While there can be no direct evidence in the UK as assisted dying is unlawful, the experience in Oregon, upon whose legislation the Bill has been modelled, is persuasive in that over 16 years there has not been a single prosecution for abuse of that law. The evidence for this is 16 detailed annual reports by the Oregon Health Authority in relation to the Death with Dignity Act, which is the model upon which our Bill is based. Among many other matters, these reports demonstrate what has already been said: that there has been no slippery slope, with the number of assisted dying deaths after 16 years being 0.2% of total deaths, or one death in every 450; that there has been no widening whatever of the legislation; that 97% of assisted dying patients died at home; and that 90% were enrolled in hospice care.

The evidence in Washington under the dignity in dying legislation shows a similar pattern. In Switzerland, arguably the most conservative country in Europe, lawful assisted dying has existed for 60 years. The incidence of such dying is similar to that in Oregon, being between 0.3% and 0.4% of all deaths. The overwhelming majority of Swiss citizens support the law as it stands, and a recent attempt there to change it was decisively rejected.

In the light of that evidence, it is incumbent on the opponents of the Bill to explain why they believe that a law which works so well elsewhere will not work equally well in the UK and to show what evidence they have for contending this. In that regard, I respectfully suggest that repeated assertions of conjecture or strongly held personal opinions are not adequate substitutes for statutory and objective, carefully researched evidence.

The Bill’s opponents frequently raise the issue of mental capacity. The law in relation to the right of people with mental capacity to make decisions on their own lives was endorsed in a fine judgment by Dame Elizabeth Butler-Sloss, as she then was, in the 2002 case of Miss B v an NHS trust. The judgment read:

“A mentally competent patient has an absolute right to refuse to consent to medical treatment for any reason, rational or irrational, or for no reason at all, even when that decision may lead to his or her own death”.

The learned judge added the following:

“There is a serious danger, exemplified in this case, of a benevolent paternalism which does not embrace recognition of the personal autonomy of the severely disabled patient”.

It would seem that many of the caring and compassionate opponents of assisted dying are influenced by the same benevolent paternalism that was raised in opposing Miss B’s wish to end her life. It is clear that the law, if it were changed, would mean that elderly, frail and physically disabled terminally ill patients who are mentally competent would have the same right to make decisions on their lives as other terminally ill patients.

It is of course essential to seek to protect all terminally ill patients from pressure by others to end their lives. This is specifically covered by the safeguard in the Bill that requires that both assessing doctors must be satisfied that the informed decision is voluntarily made.

The Bill is not a radical innovation in UK law.

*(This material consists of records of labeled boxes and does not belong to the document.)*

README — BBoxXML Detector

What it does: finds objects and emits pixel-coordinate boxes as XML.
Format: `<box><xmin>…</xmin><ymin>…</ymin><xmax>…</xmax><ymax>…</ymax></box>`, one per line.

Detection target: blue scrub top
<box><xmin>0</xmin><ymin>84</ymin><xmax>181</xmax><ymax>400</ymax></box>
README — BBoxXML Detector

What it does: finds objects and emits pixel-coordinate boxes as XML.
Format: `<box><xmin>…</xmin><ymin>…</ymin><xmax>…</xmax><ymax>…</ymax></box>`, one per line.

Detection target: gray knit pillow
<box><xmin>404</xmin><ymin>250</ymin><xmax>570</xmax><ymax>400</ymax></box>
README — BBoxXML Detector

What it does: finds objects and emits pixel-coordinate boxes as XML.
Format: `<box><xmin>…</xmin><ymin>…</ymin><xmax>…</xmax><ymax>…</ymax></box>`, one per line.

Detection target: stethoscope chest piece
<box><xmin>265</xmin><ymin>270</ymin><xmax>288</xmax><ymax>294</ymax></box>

It follows naturally from a development of our law which allows mentally competent patients to refuse medical treatment, where doctors can refuse to treat dying patients whom they judge they cannot help, where doctors are obliged at the request of a mentally competent patient to disconnect the patient from the life-support equipment which is keeping the patient alive, even though this will lead to the death of the patient, and where those who under the DPP guidelines assist terminally ill patients to die for compassionate reasons will not be prosecuted.

In conclusion, there is one question in the 11 years that I have been working on assisted dying which has not been answered. That question is: what answer do the opponents of this Bill propose should be given to mentally competent, terminally ill adult patients for whom palliative care is not the solution and who appeal to their loved ones for assistance to end their suffering by ending their lives?